Throughout the controversy, supporters of Mr. Murray and Mr. Nadeau have claimed the tapes were altered and taped on town time using town resources and demanding that they all be made public.
There remains some question of whether they will be made public.
“First, we have to determine what we have,” Mr. West said. “If that’s subject to FOIL [Freedom of Information Law], they will be released. Right now, we just don’t know—anything.”
Joe Kerr, whose regular attendance at meetings was prompted by the year-old Highway Department merger, asked whether the town plans to take any action against Village Trustee Linda Holmes, the first to go public with her concerns over Mr. Fissell’s email.
“The town has been slandered,” Mr. Kerr said.
However, truth is an “absolute defense” when it comes to slander, said Councilman Ryan McAllister, who is also an attorney.
“I don’t see anything there,” Mr.
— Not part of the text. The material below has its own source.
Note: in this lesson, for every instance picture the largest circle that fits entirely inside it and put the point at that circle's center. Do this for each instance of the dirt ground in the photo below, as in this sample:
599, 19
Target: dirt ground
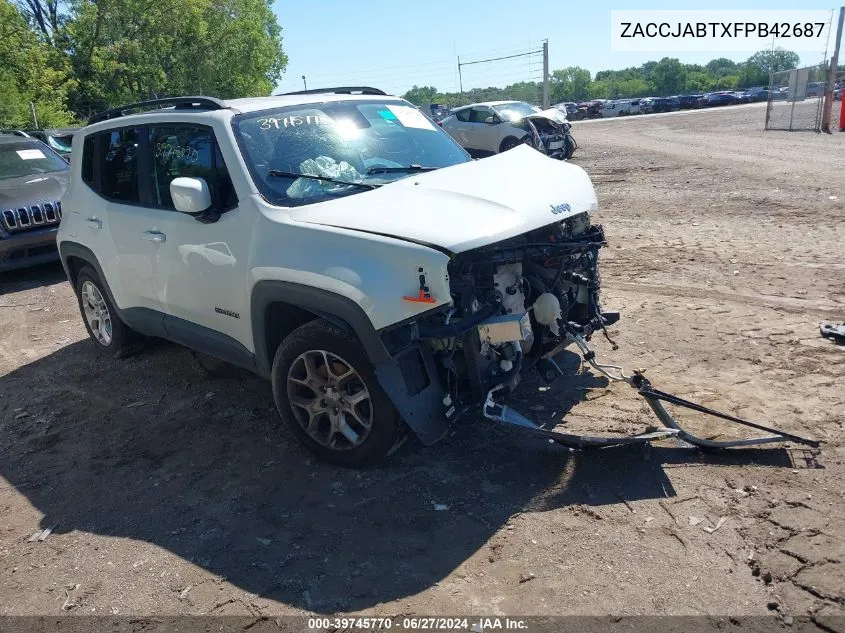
174, 490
West added. “There is a thing called freedom of speech.”
Gary Brady, who’s also become a meeting regular because of Highway Department concerns went after the three councilmen who signed a letter in July calling for Mr. Murray to resign: Ken Hotaling, Tim Purcell, and Sherwood Veith, calling for their resignation.
“You wasted time and money with this charade Mr. Fissell started…The three of you were quick to call Mr. Murray a racist without any proof. The report shows he’s not a racist.
“You changed the way the entire country views us. The only thing I can think is that Mr. Fissell has something on you.”